Rebecca Langlands: Roman Exempla and Situation Ethics: Valerius Maximus and
Cicero de Officiis
When reading exempla and applying them to ethical decisions, Romans had to bear in mind
the principle of situational variability: whether an action can be judged to be right depends on
the circumstances in which it is performed; what is right for one person in a given situation
may not be right for another. This principle and its ramifications are articulated by Valerius
Maximus, Facta et Dicta Memorabilia. Comparison with Cicero, de Officiis suggests that
situation ethics was a key feature of Roman ethics and that, within this framework, exempla
may be understood as moral tools mediating between universal and particular.
Matthew C. Nicholls: Galen and Libraries in the Peri Alupias
This article examines the implications of Galen’s newly-rediscovered Peri Alupias (On
Consolation from Grief) for our understanding of the function and contents of public libraries
in late second-century A.D. Rome. As a leading intellectual figure at Rome, Galen’s detailed
testimony substantially increases what we know of imperial public libraries in the city. In
particular, the article considers Galen’s description of his use of the Palatine libraries and a
nearby storage warehouse, his testimony on the contents, organization, and cataloguing of the
books he found there, and his use of provincial public libraries for the dissemination of his
own works.
Serafina Cuomo: A Roman Engineer’s Tales
This article is an exercise in the historiography of ancient technical artefacts, beginning from
the examination of a second-century
A.D.
cippus inscribed with the story of a Roman
engineer, Nonius Datus, who designed and supervised the construction of an aqueduct in
Algeria. The first section looks at the aqueduct from the point of view of the history of
engineering. The second traces the history of the inscription as a document in the debate
about imperialism and technology. In the third section, the focus is on what Datus himself
was trying to communicate. The conclusion makes a case for considering ancient technical
artefacts from multiple perspectives.
Lieve van Hoof and Peter van Nuffelen: Monarchy and Mass Communication: Antioch
A.D. 362/3 Revisited
The A.D. 362/3 crisis in Antioch is usually interpreted as an economic or ideological crisis,
and Julian’s Misopogon as a ‘festive satire’ or ‘edict of chastisement’. This article situates the
root of the problem in a crisis of communication: Julian’s failure to communicate publicly as
expected in a situation that was tense because of the food shortage led to a short-circuit
between emperor and subjects. Whilst the Misopogon is Julian’s extraordinary post-factum
attempt to explain away this failure of ritualized communication on his part, Libanius’

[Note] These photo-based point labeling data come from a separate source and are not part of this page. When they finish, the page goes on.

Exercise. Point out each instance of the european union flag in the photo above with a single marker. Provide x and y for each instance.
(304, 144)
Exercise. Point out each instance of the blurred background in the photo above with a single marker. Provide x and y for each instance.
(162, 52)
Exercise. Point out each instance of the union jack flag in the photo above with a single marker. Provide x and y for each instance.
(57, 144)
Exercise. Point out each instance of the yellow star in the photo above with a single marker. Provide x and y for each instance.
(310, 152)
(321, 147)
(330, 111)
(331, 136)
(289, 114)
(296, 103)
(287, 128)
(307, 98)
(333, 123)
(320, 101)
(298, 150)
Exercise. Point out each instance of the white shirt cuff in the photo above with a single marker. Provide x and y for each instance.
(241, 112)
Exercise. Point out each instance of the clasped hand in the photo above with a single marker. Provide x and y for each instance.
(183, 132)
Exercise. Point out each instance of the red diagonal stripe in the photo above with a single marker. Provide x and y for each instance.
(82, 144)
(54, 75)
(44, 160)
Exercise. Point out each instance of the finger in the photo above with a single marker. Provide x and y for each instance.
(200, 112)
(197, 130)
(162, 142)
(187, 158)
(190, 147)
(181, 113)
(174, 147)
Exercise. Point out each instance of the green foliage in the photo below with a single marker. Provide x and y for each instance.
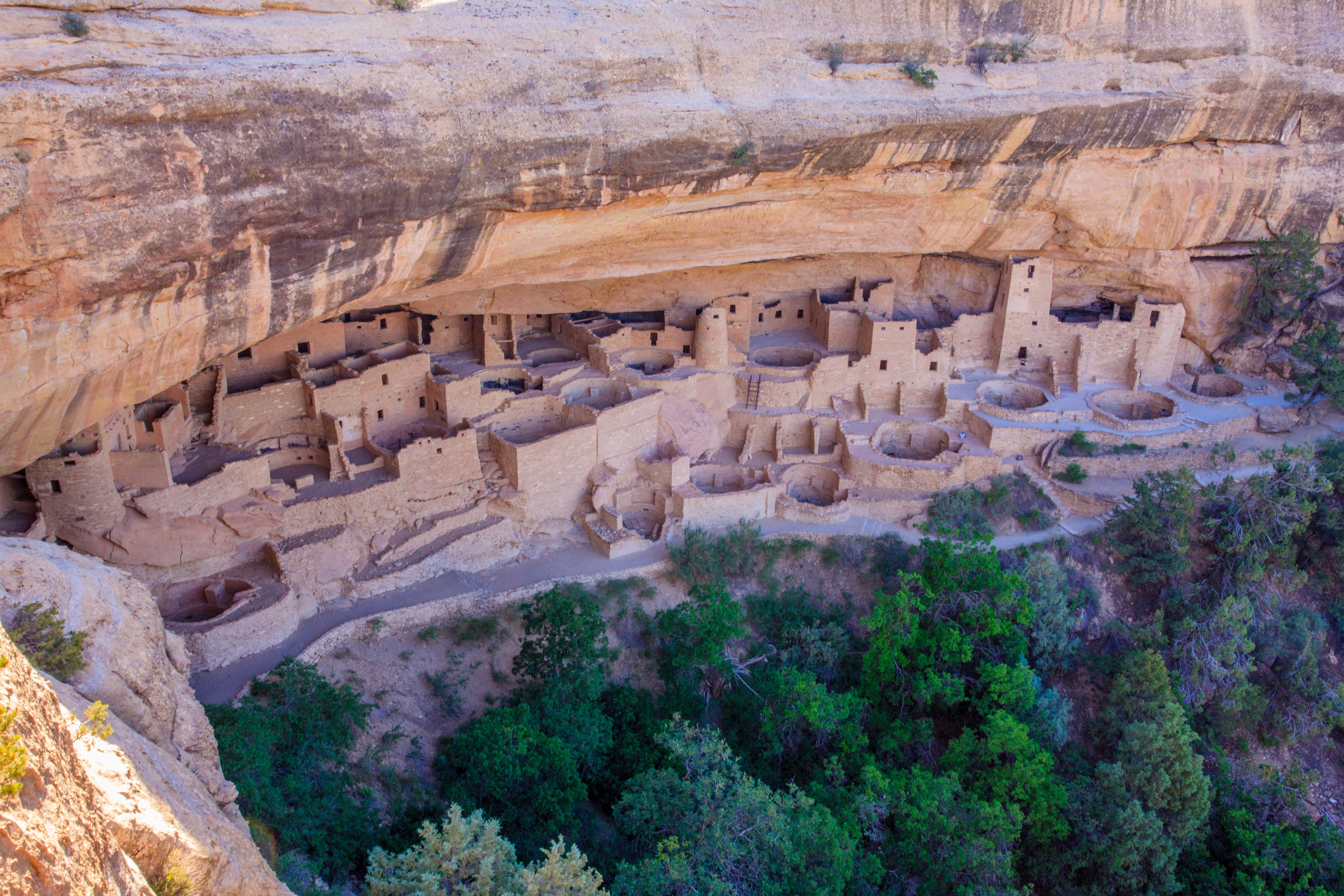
(709, 828)
(1319, 370)
(504, 765)
(1072, 473)
(925, 633)
(1254, 527)
(1154, 799)
(1053, 640)
(1287, 276)
(741, 154)
(918, 73)
(835, 56)
(1152, 528)
(1261, 839)
(286, 746)
(1078, 445)
(42, 639)
(74, 25)
(564, 636)
(691, 637)
(14, 757)
(1007, 766)
(705, 558)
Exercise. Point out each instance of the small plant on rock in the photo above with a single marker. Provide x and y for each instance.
(74, 25)
(920, 73)
(42, 639)
(1072, 473)
(835, 57)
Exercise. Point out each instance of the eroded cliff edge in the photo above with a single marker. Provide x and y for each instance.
(178, 186)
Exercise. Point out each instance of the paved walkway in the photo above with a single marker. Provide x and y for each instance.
(220, 686)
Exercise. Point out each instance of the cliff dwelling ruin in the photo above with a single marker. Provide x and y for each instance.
(378, 448)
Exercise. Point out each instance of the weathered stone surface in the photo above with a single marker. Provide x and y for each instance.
(54, 837)
(198, 182)
(126, 652)
(162, 815)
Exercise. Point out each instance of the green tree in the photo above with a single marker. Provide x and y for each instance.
(691, 639)
(1053, 640)
(1003, 764)
(925, 633)
(42, 639)
(1148, 804)
(286, 746)
(564, 636)
(709, 828)
(1319, 370)
(1285, 277)
(1254, 527)
(504, 765)
(468, 858)
(1152, 528)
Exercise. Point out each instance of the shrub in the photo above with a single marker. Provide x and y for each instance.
(74, 25)
(41, 637)
(1072, 473)
(920, 74)
(286, 746)
(835, 57)
(1077, 445)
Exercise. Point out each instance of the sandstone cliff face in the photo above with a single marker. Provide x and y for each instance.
(54, 836)
(157, 785)
(178, 186)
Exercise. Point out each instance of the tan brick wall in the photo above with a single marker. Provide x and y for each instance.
(234, 480)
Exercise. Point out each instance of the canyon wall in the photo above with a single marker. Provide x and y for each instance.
(186, 182)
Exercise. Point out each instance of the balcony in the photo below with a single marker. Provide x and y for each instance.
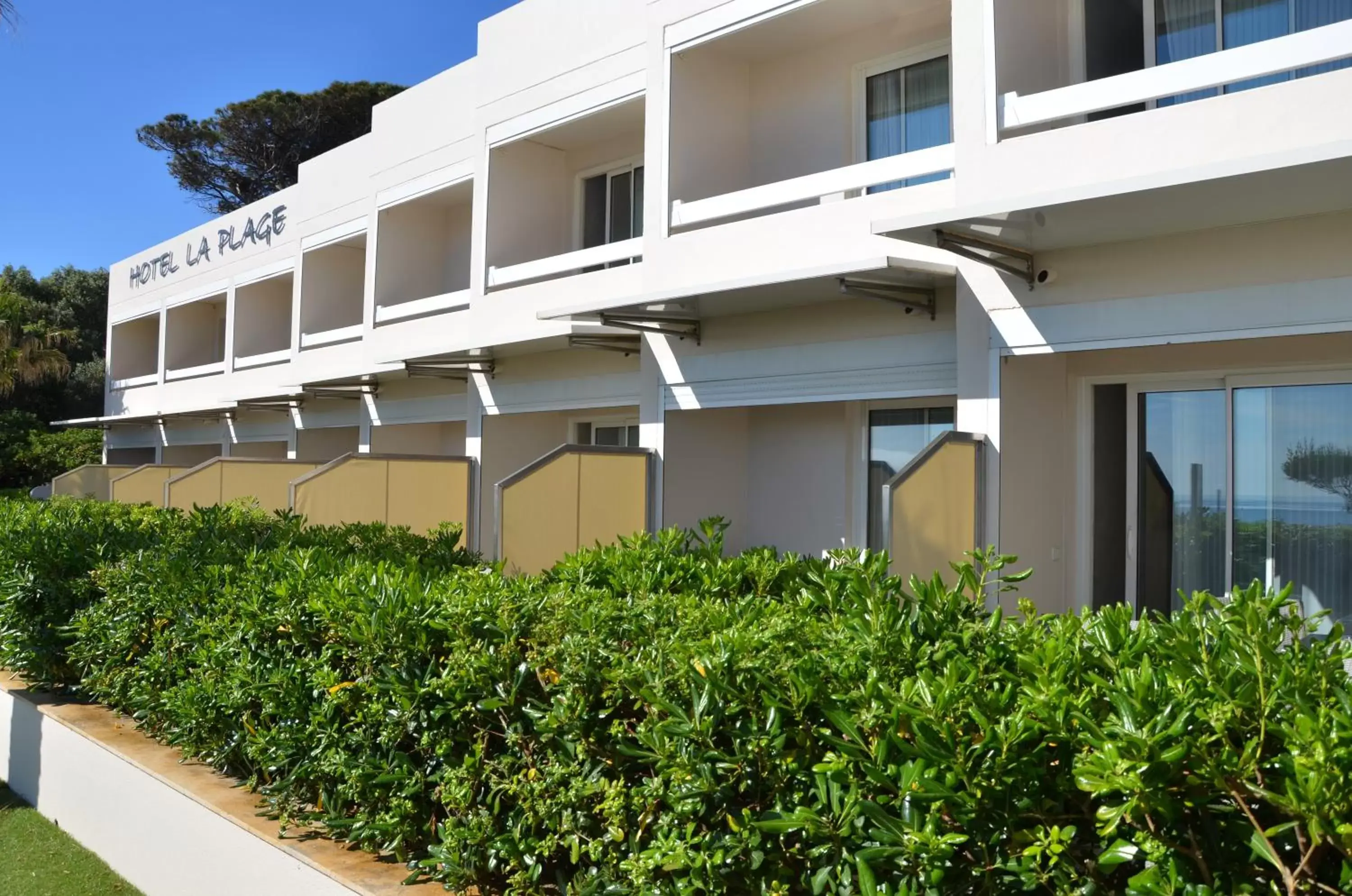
(263, 322)
(333, 286)
(422, 255)
(134, 353)
(568, 199)
(833, 101)
(195, 338)
(1139, 56)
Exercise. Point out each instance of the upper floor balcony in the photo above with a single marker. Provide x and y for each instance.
(422, 253)
(831, 101)
(195, 338)
(567, 199)
(134, 352)
(1064, 63)
(333, 286)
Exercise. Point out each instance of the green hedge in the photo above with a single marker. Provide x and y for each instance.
(655, 718)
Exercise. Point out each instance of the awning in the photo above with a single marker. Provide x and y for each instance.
(889, 276)
(145, 420)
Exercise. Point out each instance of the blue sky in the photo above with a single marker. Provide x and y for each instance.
(80, 76)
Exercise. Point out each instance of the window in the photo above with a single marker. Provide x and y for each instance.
(614, 433)
(613, 209)
(905, 110)
(894, 439)
(1188, 29)
(1271, 500)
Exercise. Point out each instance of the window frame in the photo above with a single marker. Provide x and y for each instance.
(890, 63)
(859, 515)
(609, 169)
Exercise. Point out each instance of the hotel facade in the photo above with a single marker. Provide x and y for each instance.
(1075, 272)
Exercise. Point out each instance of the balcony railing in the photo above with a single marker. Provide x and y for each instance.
(879, 171)
(566, 264)
(1304, 49)
(198, 371)
(457, 301)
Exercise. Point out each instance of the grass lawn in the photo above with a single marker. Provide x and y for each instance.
(37, 859)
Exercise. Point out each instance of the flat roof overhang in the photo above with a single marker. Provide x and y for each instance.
(146, 420)
(928, 270)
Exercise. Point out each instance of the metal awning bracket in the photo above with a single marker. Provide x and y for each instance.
(910, 298)
(625, 344)
(1012, 260)
(451, 367)
(651, 322)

speeches on the topic seek to give a positive twist to the extraordinary nature of Julian’s
reply, which posed serious problems for emperor, city, and sophist alike.
Peter Thonemann: Amphilochius of Iconium and Lycaonian Asceticism
Non-orthodox Christian asceticism in Late Antiquity is known to us largely through the
distorting lens of orthodox heresiology. This paper aims to reassess the character of the
ascetic communities of rural Lycaonia in the fourth century A.D. in the light of the surviving
funerary and ecclesiastical epigraphy, including three inscriptions published here for the first
time. We are fortunate to be able to read these texts in the light of a neglected work of
orthodox polemic, Amphilochius’ Against False Asceticism, the work of an embattled
orthodox bishop at Iconium in the late 370s A.D. This treatise formed part of a successful
campaign to stigmatize the Lycaonian ascetics as heretics, a position which was enshrined in
Theodosius’ anti-heretical legislation of A.D. 381–3.